Stocks gain as traders respond to Fed hike

By Rita Nazareth Bloomberg

Stocks rallied, halting a five-day rout that took 10% off the S&P 500, after Federal Reserve Chair Jerome Powell said outsize rate hikes will be rare as officials intensify their battle against sky-high inflation.

Treasury yields tumbled alongside the dollar.

Equities pushed higher amid wild swings as the central bank raised rates by 75 basis points – the biggest increase since 1994 – and Powell said officials could move by that much in July or make a smaller half-point hike.

While “it will take some time” to get inflation back down, the Fed chief is confident that “we will do that.” His remarks sent two-year Treasury yields sinking as much as 24 basis points.
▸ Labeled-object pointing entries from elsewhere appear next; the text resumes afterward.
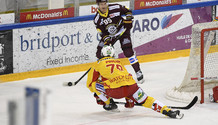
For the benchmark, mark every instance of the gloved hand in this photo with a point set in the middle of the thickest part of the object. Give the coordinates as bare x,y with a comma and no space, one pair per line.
128,24
109,40
129,103
98,100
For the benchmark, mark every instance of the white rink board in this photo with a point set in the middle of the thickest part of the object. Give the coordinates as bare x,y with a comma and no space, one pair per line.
7,18
92,9
78,41
152,25
38,47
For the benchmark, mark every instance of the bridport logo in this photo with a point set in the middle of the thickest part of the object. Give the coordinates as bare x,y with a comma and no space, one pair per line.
167,21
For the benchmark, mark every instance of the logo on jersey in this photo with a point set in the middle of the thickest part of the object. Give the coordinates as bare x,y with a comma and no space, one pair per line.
112,29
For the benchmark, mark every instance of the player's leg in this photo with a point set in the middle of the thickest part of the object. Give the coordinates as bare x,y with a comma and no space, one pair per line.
126,46
100,95
141,97
99,47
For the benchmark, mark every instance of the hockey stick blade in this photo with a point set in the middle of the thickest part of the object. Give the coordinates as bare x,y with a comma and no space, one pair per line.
192,103
173,107
74,83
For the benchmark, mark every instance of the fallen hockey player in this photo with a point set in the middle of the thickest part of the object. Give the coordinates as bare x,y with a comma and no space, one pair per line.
117,83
“The Fed nailed it,” said Ronald Temple, co-head of multi-asset and head of US equity at Lazard Asset Management. “The Fed demonstrated its resolve to tame inflation without undermining its employment mandate.
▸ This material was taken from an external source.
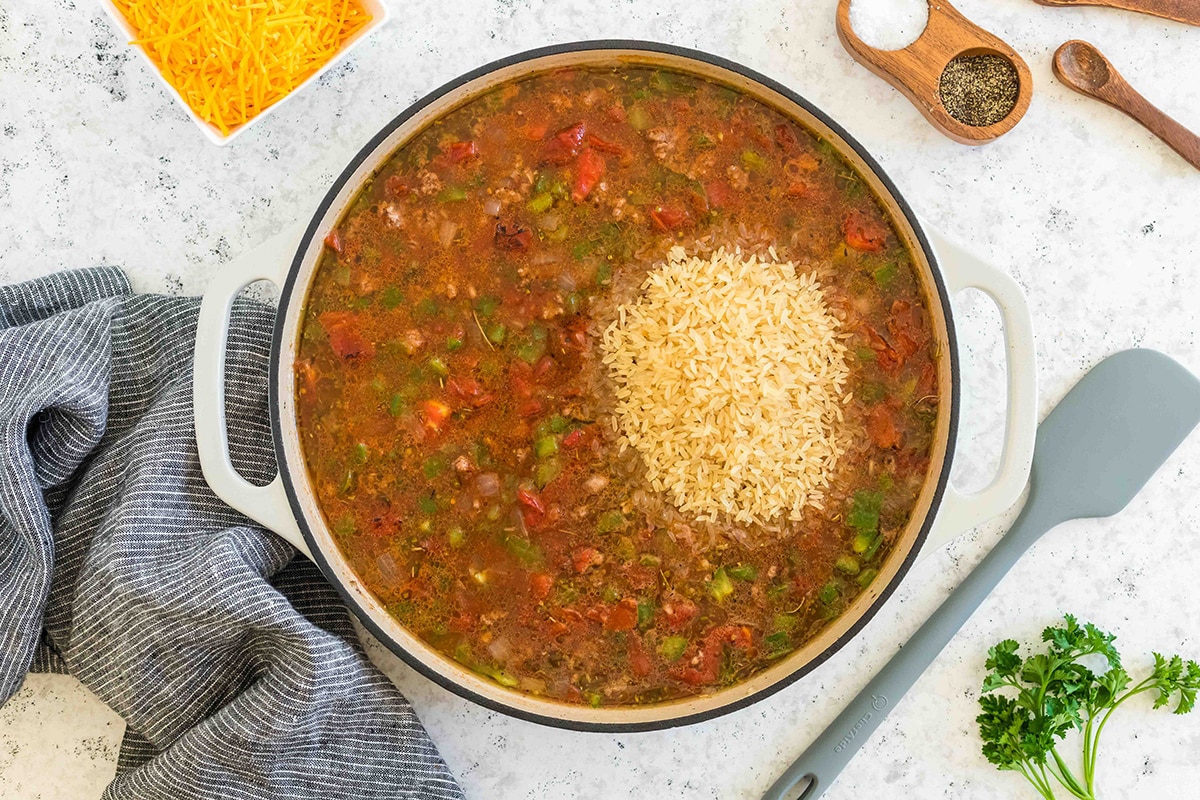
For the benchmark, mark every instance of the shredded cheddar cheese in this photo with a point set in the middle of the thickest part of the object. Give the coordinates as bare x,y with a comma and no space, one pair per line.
232,59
“While some spectators argued for an even steeper hike, the Fed understood that the combination of rate hikes and QT already takes the US into uncharted territory with significant risks to growth,” he said, referring to quantitative tightening.
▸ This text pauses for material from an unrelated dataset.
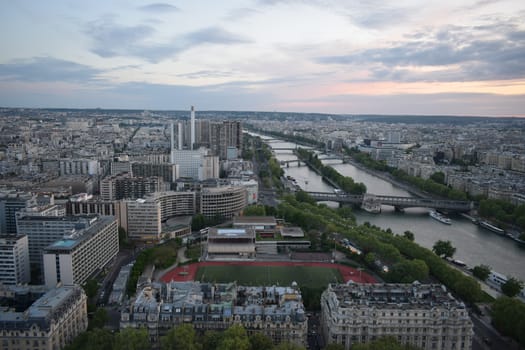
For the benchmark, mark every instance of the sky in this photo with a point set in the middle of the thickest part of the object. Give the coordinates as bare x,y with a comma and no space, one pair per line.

Powell and his colleagues on Wednesday intensified their effort to cool prices by lifting the target range for the federal funds rate to 1.5% to 1.75%.

Officials projected raising it to 3.4% by year-end, implying another 175 basis points of tightening this year.

The Fed also reiterated it will shrink its massive balance sheet by $47.5 billion a month – a move that took effect June 1 – stepping up to $95 billion in September.

Barclays, which was among the first major banks to shift its Fed prediction for June to a 75-basis-point hike, said it anticipates the central bank will return to hiking at a 50-basis-point pace in July.

Meantime, T. Rowe Price Group, manager of $1.4 trillion in assets, said investors should buy bonds now because it’s the “most attractive point” in years.

The Fed’s so-called dot plot, which the U.S. central bank uses to signal its outlook for the path of interest rates, shows the median year-end projection for the federal funds rate moved up to 3.4%. The estimate for the end of 2023 was boosted to near 3.8%.